Israel to push ahead with Prawer Plan despite international outcry, widespread protests
In spite of worldwide demonstrations against the Prawer Plan Saturday, the Israeli President and Prime Minister said the plan would continue to be pursued, Israeli media reported.
"Millions of shekels were invested in this plan and I'm sure the intentions are good," said Israeli President Shimon Peres, according to Ynet.
Israeli PM Benjamin Netanyahu condemned anti-Prawer protests, reportedly saying: "We will try the offenders to the full extent of the law. We will not tolerate such riots. We shall continue to advance the Prawer Bill."
Thousands of protesters participated in a large demonstration in Haifa, Jerusalem, and in the Negev on Saturday against the Prawer Plan as part of a global "day of rage."
Palestinian members of the Israeli Knesset, Ahmed al-Tibi, and Jamal Zahalka, also participated in the protest.
Israeli police dispersed the protests with water cannons and batons, and arrested dozens of demonstrators.
Some protesters responded by throwing rocks at police officers.
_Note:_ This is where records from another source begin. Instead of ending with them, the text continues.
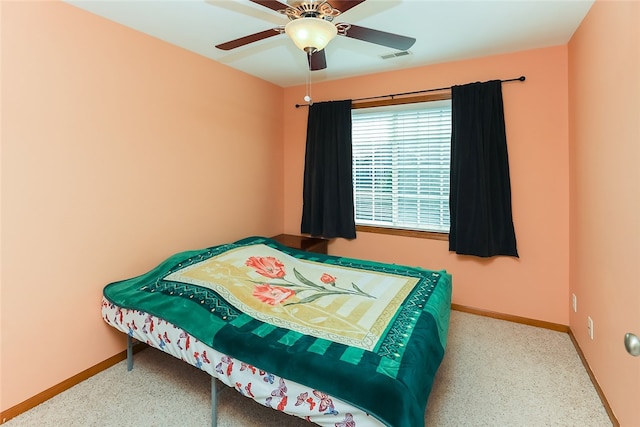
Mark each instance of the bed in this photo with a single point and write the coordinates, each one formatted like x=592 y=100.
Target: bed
x=336 y=341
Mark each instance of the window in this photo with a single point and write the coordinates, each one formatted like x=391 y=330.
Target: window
x=401 y=160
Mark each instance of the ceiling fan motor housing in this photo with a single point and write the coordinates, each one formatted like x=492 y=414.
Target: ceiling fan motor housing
x=310 y=9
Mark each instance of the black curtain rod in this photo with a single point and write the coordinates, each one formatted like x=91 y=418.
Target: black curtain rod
x=521 y=79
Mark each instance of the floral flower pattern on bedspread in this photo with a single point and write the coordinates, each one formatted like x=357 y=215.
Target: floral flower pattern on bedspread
x=338 y=303
x=252 y=382
x=279 y=292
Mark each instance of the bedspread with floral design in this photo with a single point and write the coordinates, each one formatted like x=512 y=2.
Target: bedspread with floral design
x=264 y=387
x=370 y=334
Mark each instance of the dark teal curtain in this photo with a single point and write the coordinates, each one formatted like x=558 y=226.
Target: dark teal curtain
x=327 y=209
x=480 y=193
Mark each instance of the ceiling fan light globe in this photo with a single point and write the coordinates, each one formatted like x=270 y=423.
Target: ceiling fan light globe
x=310 y=34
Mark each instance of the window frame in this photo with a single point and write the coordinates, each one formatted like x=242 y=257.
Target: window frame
x=445 y=94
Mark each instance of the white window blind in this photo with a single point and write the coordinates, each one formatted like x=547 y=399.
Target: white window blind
x=401 y=161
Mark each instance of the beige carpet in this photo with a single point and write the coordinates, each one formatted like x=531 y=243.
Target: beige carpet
x=494 y=373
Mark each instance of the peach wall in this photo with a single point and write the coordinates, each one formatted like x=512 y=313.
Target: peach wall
x=535 y=285
x=604 y=70
x=117 y=151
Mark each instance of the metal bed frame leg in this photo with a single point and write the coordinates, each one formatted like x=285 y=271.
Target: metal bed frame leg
x=214 y=403
x=129 y=352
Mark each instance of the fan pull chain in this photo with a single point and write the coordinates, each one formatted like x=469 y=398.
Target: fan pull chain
x=307 y=97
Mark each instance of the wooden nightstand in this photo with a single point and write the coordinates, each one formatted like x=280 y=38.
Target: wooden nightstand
x=304 y=243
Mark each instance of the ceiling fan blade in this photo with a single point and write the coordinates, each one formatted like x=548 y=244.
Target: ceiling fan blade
x=345 y=5
x=248 y=39
x=391 y=40
x=317 y=60
x=271 y=4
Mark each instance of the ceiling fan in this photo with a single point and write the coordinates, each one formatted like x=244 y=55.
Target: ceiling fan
x=311 y=28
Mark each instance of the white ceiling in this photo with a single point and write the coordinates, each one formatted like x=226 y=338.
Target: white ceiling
x=446 y=30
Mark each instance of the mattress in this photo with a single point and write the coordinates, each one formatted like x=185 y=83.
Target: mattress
x=337 y=341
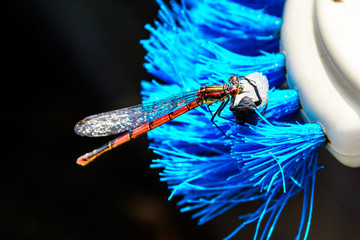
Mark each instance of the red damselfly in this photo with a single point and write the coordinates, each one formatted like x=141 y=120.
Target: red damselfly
x=139 y=119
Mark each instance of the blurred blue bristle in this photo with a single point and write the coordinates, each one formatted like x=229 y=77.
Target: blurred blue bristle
x=202 y=42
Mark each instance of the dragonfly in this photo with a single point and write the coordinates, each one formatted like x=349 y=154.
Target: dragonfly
x=245 y=95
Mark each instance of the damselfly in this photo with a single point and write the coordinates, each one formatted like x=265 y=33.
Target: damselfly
x=245 y=94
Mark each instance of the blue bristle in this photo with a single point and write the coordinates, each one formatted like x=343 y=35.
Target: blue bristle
x=201 y=42
x=179 y=54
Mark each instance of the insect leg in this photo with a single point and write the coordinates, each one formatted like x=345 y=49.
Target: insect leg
x=222 y=110
x=221 y=107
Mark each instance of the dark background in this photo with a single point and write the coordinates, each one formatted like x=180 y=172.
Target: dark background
x=65 y=60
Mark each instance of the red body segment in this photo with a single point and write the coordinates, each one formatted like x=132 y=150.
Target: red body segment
x=90 y=156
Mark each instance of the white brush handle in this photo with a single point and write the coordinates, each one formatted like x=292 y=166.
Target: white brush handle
x=321 y=41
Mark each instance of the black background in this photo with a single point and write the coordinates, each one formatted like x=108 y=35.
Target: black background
x=65 y=60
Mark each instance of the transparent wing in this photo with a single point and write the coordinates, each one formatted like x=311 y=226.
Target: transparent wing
x=125 y=119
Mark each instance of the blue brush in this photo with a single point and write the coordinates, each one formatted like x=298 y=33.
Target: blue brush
x=201 y=42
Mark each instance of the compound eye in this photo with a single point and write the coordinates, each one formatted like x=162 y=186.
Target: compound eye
x=234 y=91
x=233 y=79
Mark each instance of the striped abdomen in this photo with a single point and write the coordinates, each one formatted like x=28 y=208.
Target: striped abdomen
x=90 y=156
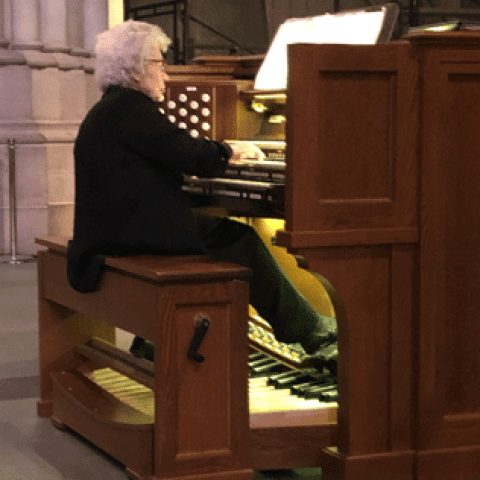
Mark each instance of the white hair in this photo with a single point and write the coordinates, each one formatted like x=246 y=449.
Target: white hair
x=122 y=52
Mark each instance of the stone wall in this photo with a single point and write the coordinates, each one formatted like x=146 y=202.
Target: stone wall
x=46 y=86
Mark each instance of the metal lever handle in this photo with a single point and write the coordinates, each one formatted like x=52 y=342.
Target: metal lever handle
x=201 y=324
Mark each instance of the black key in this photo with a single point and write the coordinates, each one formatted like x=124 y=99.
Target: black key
x=329 y=396
x=318 y=391
x=256 y=356
x=290 y=381
x=266 y=368
x=261 y=361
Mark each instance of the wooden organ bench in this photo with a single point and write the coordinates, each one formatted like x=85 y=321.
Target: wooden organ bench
x=180 y=417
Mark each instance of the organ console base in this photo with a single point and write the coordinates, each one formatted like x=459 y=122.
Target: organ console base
x=153 y=418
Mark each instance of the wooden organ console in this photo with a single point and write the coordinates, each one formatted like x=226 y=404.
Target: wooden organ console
x=381 y=183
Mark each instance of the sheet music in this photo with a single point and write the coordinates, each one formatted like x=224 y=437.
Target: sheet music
x=359 y=28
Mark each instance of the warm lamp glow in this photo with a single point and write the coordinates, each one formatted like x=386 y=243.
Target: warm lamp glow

Anti-Prawer protests took place on both sides of the Green Line and worldwide, as Palestinians, Israelis, and international activists protested in Israel, the West Bank, Gaza, and in at least 14 other countries in Europe and the Arab World.
Demonstrators attended the protests in objection to Israel's Prawer Plan, which would forcibly relocate tens of thousands of Palestinian Bedouins if implemented.
The Israeli government approved the Prawer-Begin Plan in 2011, in what it says was an attempt to address the problem of unrecognized Bedouin villages in the Negev desert of southern Israel.
According to the Association for Civil Rights in Israel, the plan will forcibly evict nearly 40,000 Bedouin and destroy their communal and social fabric, condemning them to a future of poverty and unemployment.
Other estimates put the number of Bedouin residents to be evicted by the Prawer Plan at 70,000.
Israel refuses to recognize 35 Bedouin villages in the Negev, which collectively house nearly 90,000 people.
The Israeli government denies them access to basic services and infrastructure, such as electricity and running water, and refuses to place them under municipal jurisdiction.
The Prawer Plan was approved by Israeli parliament in a first reading in June, and two more votes on the plan are expected.